Opening arguments in the securities fraud trial of former WorldCom Inc. chief executive Bernard Ebbers are scheduled to begin at about 2 p.m. EST Tuesday in the U.S. District Court for the Southern District of New York.
Ebbers, who resigned in April 2002 amid a federal probe into WorldCom’s accounting practices, faces nine charges: one count of conspiracy to commit securities fraud, one count of securities fraud and seven counts of false filing with the U.S. Securities and Exchange Commission (SEC). The conspiracy charge carries a maximum prison sentence of five years, and the other counts have a maximum prison sentence of 10 years. The securities fraud charge has a maximum fine of US$1 million, or twice the gain or loss resulting from the offense, while the conspiracy charge carries a maximum fine of $250,000, or twice the gain or loss.
The U.S. Attorney’s Office for the Southern District of New York accuses Ebbers of falsifying WorldCom’s books between 2000 and 2002 in order to give investors a false impression of the company’s financial health. WorldCom, now operating as MCI Inc., filed for bankruptcy in July 2002, about a month after the company disclosed that a group of former employees had altered accounting records.
MCI emerged from bankruptcy in April 2004, after agreeing to an SEC settlement worth $750 million for accounting irregularities. Scott Sullivan, former chief financial officer at WorldCom, pleaded guilty in March 2004 to securities fraud, conspiracy and false filing charges.

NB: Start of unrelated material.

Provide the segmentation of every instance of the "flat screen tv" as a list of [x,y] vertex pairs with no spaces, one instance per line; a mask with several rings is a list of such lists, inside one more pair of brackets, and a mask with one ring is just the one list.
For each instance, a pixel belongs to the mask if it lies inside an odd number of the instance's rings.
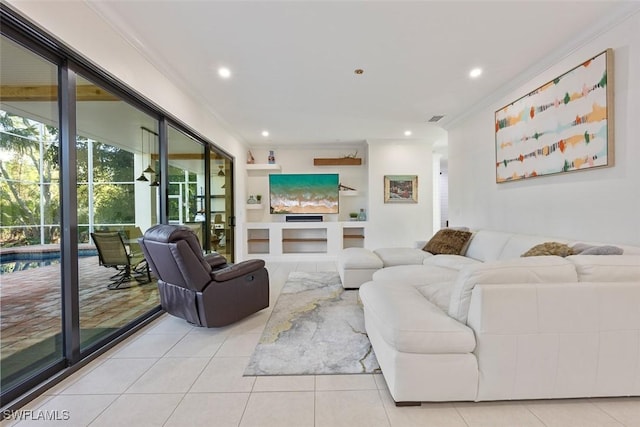
[[272,214],[337,214],[339,175],[271,174],[269,207]]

U.S. Attorney David Kelley’s indictment accuses Ebbers of knowingly inflating the financial results of WorldCom in an attempt to deceive investors and analysts. “Rather than reveal WorldCom’s true condition, which would have likely resulted in a decline in the price of WorldCom’s stock, Ebbers insisted that WorldCom publicly report financial reports that met analysts’ expectations,” Kelley’s office said in a press release in March 2004. Ebbers’ lawyer, Reid Weingarten of Steptoe & Johnson LLP, was unavailable for comment Tuesday. In court filings, Weingarten has indicated he intends to ask Sullivan, the prosecution’s star witness, about marital infidelity, possibly leading to questions about Sullivan’s credibility.
The Ebbers trial is expected to take four to eight weeks.